Mr Hoagland, have you read the list of nations involved in operations in Iraq? Unilateral is not defined as "without UN permission". Unilateral means "alone". We are not, nor have we ever been, alone in our determination to rid the world of the threat posed by Saddam Hussein's regime. This rhetoric is old, old, old. The "phony war" agenda is a team of two old, worn out horses, pulling an old, rickety wagon. One horse is dead in its traces (no connection between Al-Qaida and Saddam)and two of the wheels (no WMDs in Iraq) are gone. But those like you, Mr. Hoagland, are that other horse - blinders in place, determined to keep pulling along.

You also mention Sunnis "poisoning" President Bush against "Shiite rule" in Iraq. You only need to look at what Shiite rule has accomplished in other nations (Iran maybe?)to understand why that particular theocracy would be a bad idea. I also thought President Bush made it clear that there would be no particular group left out of governing Iraq. You have accused President Bush of poor leadership because he has been willing to listen to ideas from other governments in the region. You don't find it astute to understand how other nations will react to the form of government being attempted in Iraq? I would think it a key factor in determining the probability of success.

You contradict yourself, Mr. Hoagland. You state the President should not have concentrated power in a provisional authority because it was damaging to the credibility of the purpose of liberation, rather than occupation. Then in your very next point you state the local "legitimized" government can't possibly be ready to do the job after June 30th. In your attempt to denigrate the President's reasoning, you make the case for why things are as they should be.

First there was a shrill left wind of "where's the UN??". Now the shrill left wind is "Brahimi is ineffective and his reported choice for a Shiite (A report which is being stated as incorrect today) Prime Minister is unpopular." First of all, the President has been trying to make it clear the UN was ineffective for a couple of years now. Now you believe him? Secondly, Unpopular to whom, Mr. Hoagland? This is national politics - of course people are going to disagree on who should be the Prime Minister.

You have said, Mr. Hoagland, that NATO allies are not going to take up new burdens while the President campaigns for reelection and Germany and France have no incentive to risk taking on such a burden. I agree, but you fail to understand NATO countries are already involved in Iraq and we don't need Russia (zero combat troops in GW1), Germany (zero boots on the ground in GW1) or France (7K soldiers in GW1).

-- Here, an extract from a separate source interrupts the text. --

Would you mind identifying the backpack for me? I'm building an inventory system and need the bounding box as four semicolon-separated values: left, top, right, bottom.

We are not fighting an Iraqi army - we are building one.

Your final point is so incomprehensible, as to be difficult to address. I think you reference which combatants should be held in accordance with the Geneva Conventions and which should not. I think the President made the distinction very clear many months ago. If you weren't listening, that is really more your fault and not the President's.